Fully established by Disney

This includes franchises based on films adapted from or inspired by classic stories but doesn't actually index the originals and any possible non-Disney adaptions (instead using floatboxes to list those), and franchises that are fully original to Disney.

    Cancelled films 
Films that, for one reason or another, never came to be:
  • The Wizard of Oz (the studio did some conceptual art for it shortly after Snow White but it was canceled in pre-production after MGM released their own version, which was greenlit after Snow White's success. Incidentally, Disney would much later release an "unofficial" sequel and prequel to the MGM version.)
  • Chanticleer (eventually retooled into Robin Hood; some elements of the story migrated into Don Bluth's Rock-A-Doodle)
  • The Gremlins (Based on Roald Dahl's book. Questions of whether plane sabotaging creatures could be made sympathetic and development running late into the war leading to a cancellation due to possibly becoming dated. Some Gremlins would later appear in the 2010 video game Epic Mickey.)
  • Don Quixote (just like several other attempts to adapt that story into a movie have been cancelled)
  • Fraidy Cat (a homage to the work of Alfred Hitchcock focused around house pets, was supposed to be Ron Clement's and John Muskers' next film after Treasure Planet)
  • Wild Life (a Pygmalion-type story about a nightclub recruiting a singing zoo elephant to hype into the next big thing to discredit a critic, cancelled due to concerns about more mature content)
  • My Peoples (Loose Appalachian set adaptation of The Canterville Ghost, cancelled due to the closure of the Florida studio, which was the only one making the movie; the film would have used a combination of traditionally-animated and computer-animated characters)
  • Fantasia 2006 (due to shifting management; several shorts were completed and released separately)
  • Mort (Disney couldn't get the adaptation rights, which were sold as one large package rather than individually)
  • The Search For Mickey Mouse (Was going to be Disney's second Crossover of all their characters after House of Mouse, centering around Mickey getting kidnapped and Minnie recruiting a group to find him. It was also going to be their 50th animated film until new management restructured everything.)

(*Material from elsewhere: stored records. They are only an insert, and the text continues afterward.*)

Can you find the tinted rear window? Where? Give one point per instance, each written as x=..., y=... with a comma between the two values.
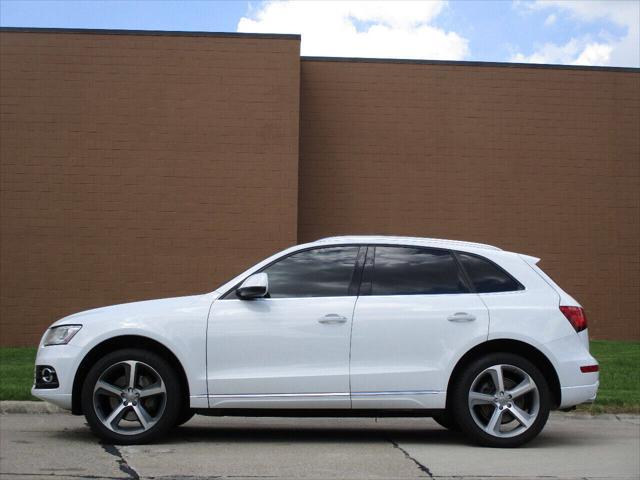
x=415, y=271
x=486, y=276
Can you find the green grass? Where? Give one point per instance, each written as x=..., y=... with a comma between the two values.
x=619, y=375
x=16, y=372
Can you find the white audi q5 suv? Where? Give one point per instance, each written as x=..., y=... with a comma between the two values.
x=478, y=338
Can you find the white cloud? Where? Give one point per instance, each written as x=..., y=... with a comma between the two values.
x=384, y=29
x=574, y=52
x=622, y=52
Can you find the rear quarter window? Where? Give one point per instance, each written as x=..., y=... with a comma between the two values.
x=486, y=276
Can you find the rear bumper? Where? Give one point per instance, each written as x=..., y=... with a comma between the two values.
x=572, y=396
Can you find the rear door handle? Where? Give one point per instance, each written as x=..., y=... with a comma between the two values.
x=461, y=317
x=332, y=319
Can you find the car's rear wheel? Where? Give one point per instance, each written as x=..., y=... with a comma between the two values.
x=131, y=396
x=501, y=400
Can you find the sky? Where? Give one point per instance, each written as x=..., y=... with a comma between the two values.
x=580, y=32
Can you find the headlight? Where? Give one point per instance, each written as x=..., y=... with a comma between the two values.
x=61, y=335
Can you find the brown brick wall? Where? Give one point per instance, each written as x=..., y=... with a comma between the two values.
x=539, y=161
x=139, y=166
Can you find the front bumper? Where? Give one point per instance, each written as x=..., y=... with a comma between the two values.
x=65, y=360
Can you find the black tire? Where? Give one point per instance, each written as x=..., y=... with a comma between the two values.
x=446, y=420
x=186, y=415
x=537, y=401
x=168, y=404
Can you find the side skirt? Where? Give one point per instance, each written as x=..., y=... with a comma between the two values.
x=273, y=412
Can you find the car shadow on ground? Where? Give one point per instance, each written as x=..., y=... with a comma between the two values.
x=265, y=433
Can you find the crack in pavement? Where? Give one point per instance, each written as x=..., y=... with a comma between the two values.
x=122, y=463
x=422, y=467
x=63, y=475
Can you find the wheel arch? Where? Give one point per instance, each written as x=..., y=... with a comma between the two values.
x=516, y=347
x=117, y=343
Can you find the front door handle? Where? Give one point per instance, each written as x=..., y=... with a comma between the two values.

  • Sequels were planned for films such as The Jungle Book (1967)note  and Bambinote  during earlier phases, though didn't get past early production stages (allegedly due to Walt not being a fan of sequels). Actual follow ups were made much later on, though are not made part of Disney canon. A Tangled sequel was also considered at one point. To date, the only Disney animated films that have received theatrically-released sequels are The Rescuers, Wreck-It Ralph, and Frozen (Peter Pan and The Jungle Book also received theatrically-released sequels, but these were made by DisneyToon Studios, and thus are not considered part of the canon).

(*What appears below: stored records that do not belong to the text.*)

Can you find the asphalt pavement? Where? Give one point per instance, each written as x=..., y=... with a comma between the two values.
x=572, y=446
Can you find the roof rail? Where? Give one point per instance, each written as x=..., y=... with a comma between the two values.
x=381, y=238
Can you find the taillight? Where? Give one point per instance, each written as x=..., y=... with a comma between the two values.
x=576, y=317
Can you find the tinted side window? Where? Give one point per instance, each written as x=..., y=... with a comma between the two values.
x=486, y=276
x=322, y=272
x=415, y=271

    • In their line of Direct-to-Video sequels, Disney had plans to make Dumbo 2, Treasure Planet 2, The Jungle Book 3, The Aristocats 2, Chicken Little 2: Mission To Marsnote , and Meet the Robinsons 2. Dumbo 2 was in on-and-off development for a while (even though it was promoted on the 2001 DVD of Dumbo) before being cancelled altogether, while The Jungle Book 3 was cancelled after the under-performance of The Jungle Book 2. The remaining three projects were cancelled under order of John Lasseter after Walt Disney Animation Studios was given control over DisneyToon Studios (the division making the sequels) in 2007. Direct-to-video sequels ceased after the release of The Little Mermaid III: Ariel's Beginning in 2008.
  • Kingdom of the Sun, an Inca-era prince and the pauper type Animated Musical, which was later retooled into The Emperor's New Groove, and the subject of the documentary The Sweatbox.
  • King of the Elves, based on the book by Phillip K. Dick. Chris Williams was to direct this film. Was announced in 2008 and was scheduled for a 2012 release, then got pushed to 2013, and then finally ended up getting shelved.
  • Gigantic, a film that would have adapted Jack and the Beanstalk and have it set during the Age of Discovery in Spain. It was delayed by two years, from 2018 to 2020, before being permanently shelved. Despite this, it was referenced in Zootopia before its cancellation.